The passwords were obtained from an unnamed co-conspirator who worked for the victim company from May 2010 to August 2012, leaving the company after signing a confidentiality agreement stating he would maintain the confidentiality of that company’s information, court documents say. The co-conspirator was hired by Live Nation in August 2013.
The criminal financial penalty was agreed to under a deferred prosecution agreement. It states that Ticketmaster must maintain a compliance and ethics program designed to stop and detect similar abuses of the Computer Fraud and Abuse Act.
The scheme began in November 2013 when, while working at Live Nation, the co-conspirator shared with Zeeshan Zaidi, the former head of Ticketmaster's Artist Services division, and another Ticketmaster executive, information regarding a draft ticketing website that was never made public by his former employer, the Justice Department says.
At this meeting the co-conspirator was told by Zaidi that Ticketmaster wished to "choke off" its competitor by stealing back an important client.
In January 2014, the co-conspirator followed up his initial revelation by sending Zaidi and the other Ticketmaster executive multiple sets of usernames and passwords for "Toolboxes" the victim company had established for three different artist management companies, the Justice Department says.
"I must stress that as this is access to a live [Victim Company] tool I would be careful in what you click on as it would be best not [to] giveaway that we are snooping around," the co-conspirator warned the Ticketmaster executives, to which Zaidi responded "awesome", court documents say.
Later the same day, the co-conspirator, Zaidi, and the other executive participated in a conference call during which the co-conspirator used the login in credentials he retained from his former employer to access and demonstrate the Toolboxes, according to court documents.
The information gleaned from the victim company was immediately used by Ticketmaster to compare its offerings to the victim company, the Justice Department says.
At the time of the incident, the victim company was based in the U.K. with its U.S. headquarters located in Brooklyn, N.Y. The company merged with another firm in 2015 that declared bankruptcy in 2016.
In May 2014 Ticketmaster held a meeting where the competitor's system was accessed by the co-conspirator and its capabilities demonstrated to 14 additional Ticketmaster employees, the court documents say.
In addition to the login credentials from his former employer, the co-conspirator also retained the URLs of several confidential ticketing web pages his former company had created that were not public. He accessed these for Ticketmaster executives multiple times between July 2014 and June 2015, obtaining additional insider information, the court documents say.
"When employees walk out of one company and into another, it's illegal for them to take proprietary information with them.

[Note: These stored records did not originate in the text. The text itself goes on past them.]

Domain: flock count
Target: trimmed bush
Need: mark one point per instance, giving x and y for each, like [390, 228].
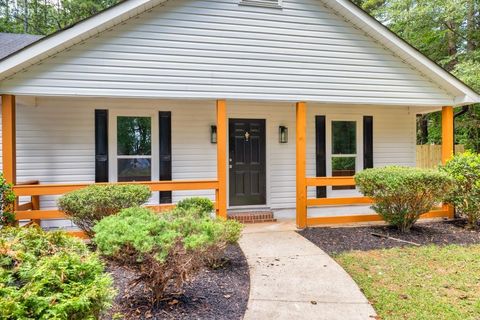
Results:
[402, 194]
[203, 206]
[7, 200]
[50, 275]
[165, 250]
[465, 194]
[89, 205]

Ticketmaster used the stolen information to gain an advantage over its competition, and then promoted the employees who broke the law," stated FBI Assistant Director-in-Charge William Sweeney.

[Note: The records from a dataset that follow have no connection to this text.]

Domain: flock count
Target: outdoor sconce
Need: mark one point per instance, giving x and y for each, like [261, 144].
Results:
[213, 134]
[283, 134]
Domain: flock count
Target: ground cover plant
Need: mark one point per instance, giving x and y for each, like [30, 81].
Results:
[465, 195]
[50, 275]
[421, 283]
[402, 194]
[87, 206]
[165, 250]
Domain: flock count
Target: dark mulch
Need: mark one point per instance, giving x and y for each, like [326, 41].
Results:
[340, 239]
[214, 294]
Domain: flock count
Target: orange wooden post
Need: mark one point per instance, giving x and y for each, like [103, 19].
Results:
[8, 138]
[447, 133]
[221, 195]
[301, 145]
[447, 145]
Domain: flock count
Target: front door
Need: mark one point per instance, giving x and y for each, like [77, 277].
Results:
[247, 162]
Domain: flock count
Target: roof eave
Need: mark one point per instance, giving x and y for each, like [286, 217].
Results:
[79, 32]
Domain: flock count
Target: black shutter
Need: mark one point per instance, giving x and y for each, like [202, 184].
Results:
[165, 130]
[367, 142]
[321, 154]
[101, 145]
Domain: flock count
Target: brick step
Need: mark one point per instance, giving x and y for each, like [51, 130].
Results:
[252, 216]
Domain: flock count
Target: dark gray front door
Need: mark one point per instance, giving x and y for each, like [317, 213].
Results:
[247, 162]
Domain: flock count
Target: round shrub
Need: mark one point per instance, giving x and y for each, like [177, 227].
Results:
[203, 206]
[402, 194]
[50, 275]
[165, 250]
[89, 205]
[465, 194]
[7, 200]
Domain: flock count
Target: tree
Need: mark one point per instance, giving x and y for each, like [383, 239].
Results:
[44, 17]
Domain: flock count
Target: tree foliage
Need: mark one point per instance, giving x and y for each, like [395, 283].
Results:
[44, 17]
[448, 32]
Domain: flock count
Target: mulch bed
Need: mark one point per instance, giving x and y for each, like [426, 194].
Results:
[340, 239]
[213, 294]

Live Nation fired Zaidi in October 2017, and on October 18, 2019, he pleaded guilty in a related case to conspiring to commit computer intrusions and wire fraud based on his participation in the same scheme, the Justice Department says.
2018 Ticketmaster Data Breach
In June 2018, Ticketmaster reported a data breach that was attributed to the Magecart group of card skimmers.

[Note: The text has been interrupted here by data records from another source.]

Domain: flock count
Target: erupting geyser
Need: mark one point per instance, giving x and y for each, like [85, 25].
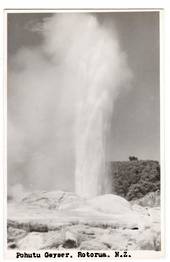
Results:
[76, 75]
[102, 70]
[95, 69]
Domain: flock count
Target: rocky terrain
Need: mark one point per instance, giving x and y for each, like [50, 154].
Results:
[61, 220]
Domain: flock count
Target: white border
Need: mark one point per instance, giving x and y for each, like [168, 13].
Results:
[165, 128]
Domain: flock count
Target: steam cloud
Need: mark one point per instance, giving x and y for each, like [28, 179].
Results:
[60, 102]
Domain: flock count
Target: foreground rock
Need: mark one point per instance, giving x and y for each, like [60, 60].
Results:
[57, 220]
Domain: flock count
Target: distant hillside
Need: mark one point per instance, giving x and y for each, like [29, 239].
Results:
[134, 179]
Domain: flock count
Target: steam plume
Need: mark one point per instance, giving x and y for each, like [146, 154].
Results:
[62, 101]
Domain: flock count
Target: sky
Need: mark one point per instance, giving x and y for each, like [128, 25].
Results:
[135, 121]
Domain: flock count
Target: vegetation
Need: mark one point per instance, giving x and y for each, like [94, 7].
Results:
[135, 178]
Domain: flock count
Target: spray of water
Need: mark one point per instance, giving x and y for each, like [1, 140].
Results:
[100, 70]
[81, 64]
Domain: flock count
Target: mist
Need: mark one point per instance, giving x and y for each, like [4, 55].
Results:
[60, 101]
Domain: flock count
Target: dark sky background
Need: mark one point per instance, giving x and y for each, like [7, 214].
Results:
[135, 127]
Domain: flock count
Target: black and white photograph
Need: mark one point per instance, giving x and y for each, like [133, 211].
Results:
[83, 132]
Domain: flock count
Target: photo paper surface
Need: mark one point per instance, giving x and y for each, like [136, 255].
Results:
[83, 134]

The breach exposed personal details - including names, payment card numbers, expiration dates and CVV numbers - for approximately 9.4 million European Ticketmaster customers, including 1.5 million in the U.K. At least 60,000 Barclays Bank cards have been tied to known fraud, the ICO says, while Monzo Bank replaced 6,000 cards after it detected signs of fraudulent use (see: Ticketmaster Breach Traces to Embedded Chatbot Software).
Ticketmaster UK was fined $1.7 million in November for the breach Britain's privacy watchdog for its "serious failure" to comply with the EU's General Data Protection Regulation Ticketmaster Fined $1.7 Million for Data Security Failures ).